# Credit Card claim



## Nozza (Mar 1, 2006)

Dear all, 

I recently purchased a screen for my Prius as the original one was broken, it was from a Salvage Yard online. The sender said it was tested and in full working condition (but no pictures), when I got it and connected it up it didn't work, he has said that most salvage yards do not accept returns of electrical items, but if the screen isn't working ( of which I have proof) and the fact that the wrapping of the screen consisted of bubble wrap, a used pizza box and hot dog box, with an outer mouldy box just to top it mean that I can claim the money back under my credit card agreement? Total cost was £185, he's saying that he will refund me if the screen is in the same condition that it was sent in, I bet he says it's not working now. Probably never was.

Thanks


----------



## Luke M (Jul 1, 2013)

I'd alert your card company straight away and go through there resolutions process.
Only had to do this once and I left it longer than I should have ie they had amended the Web page to reflect a different condition to what I remember reading.


----------



## Nozza (Mar 1, 2006)

I'm giving him until monday and then if I haven't had any success I'll start the process, he reckons hes tried to refund my card with no success, I've given him my Paypal address to send me a refund instead, he wants to refund my bank account directly but I don't want to give him that information.

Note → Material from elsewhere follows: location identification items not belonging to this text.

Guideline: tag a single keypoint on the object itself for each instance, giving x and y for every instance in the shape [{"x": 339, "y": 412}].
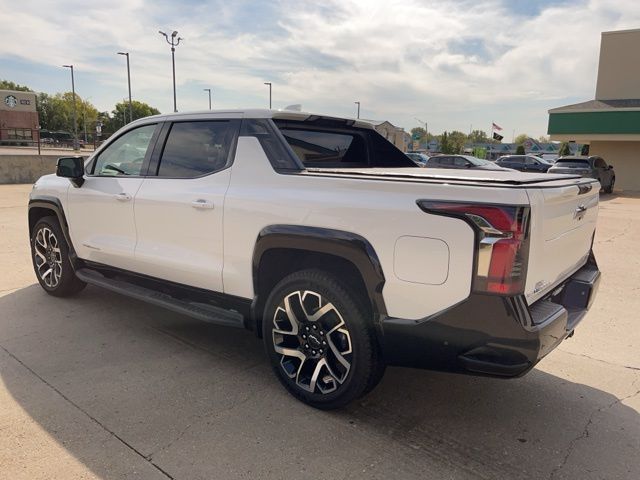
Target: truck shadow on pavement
[{"x": 130, "y": 390}]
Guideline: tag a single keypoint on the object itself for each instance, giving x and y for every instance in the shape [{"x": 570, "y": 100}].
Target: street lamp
[
  {"x": 426, "y": 130},
  {"x": 269, "y": 83},
  {"x": 129, "y": 83},
  {"x": 174, "y": 43},
  {"x": 75, "y": 115}
]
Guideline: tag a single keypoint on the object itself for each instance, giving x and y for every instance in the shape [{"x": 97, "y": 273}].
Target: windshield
[{"x": 573, "y": 163}]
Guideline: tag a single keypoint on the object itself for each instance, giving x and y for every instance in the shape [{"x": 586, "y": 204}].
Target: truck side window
[
  {"x": 196, "y": 148},
  {"x": 125, "y": 155},
  {"x": 327, "y": 149}
]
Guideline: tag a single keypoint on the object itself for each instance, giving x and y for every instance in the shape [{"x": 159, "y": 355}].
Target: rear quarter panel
[{"x": 383, "y": 212}]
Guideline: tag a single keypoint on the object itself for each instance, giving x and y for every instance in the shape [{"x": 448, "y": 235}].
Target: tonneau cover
[{"x": 494, "y": 177}]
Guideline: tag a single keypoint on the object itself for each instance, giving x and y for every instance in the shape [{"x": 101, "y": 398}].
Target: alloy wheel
[
  {"x": 48, "y": 257},
  {"x": 313, "y": 342}
]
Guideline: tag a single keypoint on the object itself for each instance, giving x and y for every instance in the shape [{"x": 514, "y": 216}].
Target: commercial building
[
  {"x": 18, "y": 117},
  {"x": 610, "y": 123}
]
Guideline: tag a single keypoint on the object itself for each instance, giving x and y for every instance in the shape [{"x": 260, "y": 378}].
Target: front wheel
[
  {"x": 51, "y": 262},
  {"x": 609, "y": 189},
  {"x": 320, "y": 340}
]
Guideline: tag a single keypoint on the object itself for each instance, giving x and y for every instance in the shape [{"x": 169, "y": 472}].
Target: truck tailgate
[{"x": 563, "y": 221}]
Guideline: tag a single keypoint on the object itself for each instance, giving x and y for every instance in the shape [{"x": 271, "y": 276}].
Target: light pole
[
  {"x": 269, "y": 83},
  {"x": 75, "y": 115},
  {"x": 426, "y": 131},
  {"x": 129, "y": 83},
  {"x": 174, "y": 43}
]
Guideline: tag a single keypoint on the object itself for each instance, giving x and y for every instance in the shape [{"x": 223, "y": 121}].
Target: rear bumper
[{"x": 492, "y": 335}]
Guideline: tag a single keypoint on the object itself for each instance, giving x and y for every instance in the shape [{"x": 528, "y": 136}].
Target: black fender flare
[
  {"x": 53, "y": 204},
  {"x": 349, "y": 246}
]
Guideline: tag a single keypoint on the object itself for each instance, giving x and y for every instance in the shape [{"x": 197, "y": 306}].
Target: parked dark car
[
  {"x": 419, "y": 158},
  {"x": 524, "y": 163},
  {"x": 462, "y": 161},
  {"x": 593, "y": 167}
]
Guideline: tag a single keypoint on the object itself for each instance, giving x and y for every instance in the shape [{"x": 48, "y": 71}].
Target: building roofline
[{"x": 631, "y": 30}]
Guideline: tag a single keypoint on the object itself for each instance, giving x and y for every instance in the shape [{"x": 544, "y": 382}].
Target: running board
[{"x": 200, "y": 311}]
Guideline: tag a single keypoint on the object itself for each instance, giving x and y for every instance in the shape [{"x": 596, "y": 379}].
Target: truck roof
[{"x": 254, "y": 113}]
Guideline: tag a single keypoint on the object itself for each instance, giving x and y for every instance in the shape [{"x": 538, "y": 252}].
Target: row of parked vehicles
[{"x": 585, "y": 166}]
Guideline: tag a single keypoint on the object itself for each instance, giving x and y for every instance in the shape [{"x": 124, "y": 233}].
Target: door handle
[
  {"x": 202, "y": 203},
  {"x": 123, "y": 197}
]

It's funny that he won't give me his first name after I asked for it, but a quick search on Companies House brings up all his details.


----------



## cts1975 (Feb 22, 2011)

As above. Just let the credit card company know and follow their advice. That way the situation is logged with the CCC which will help you later on.
Email the seller to tell him you are returning the screen and list the faults, that way the seller can't use the 'not returned in the same condition'.
These situations are often who blinks first, he will get a call from his merchant services department of his bank and they will start/recieve the claim his end.
Very often that will kick him up the [email protected] to agree a refund.


----------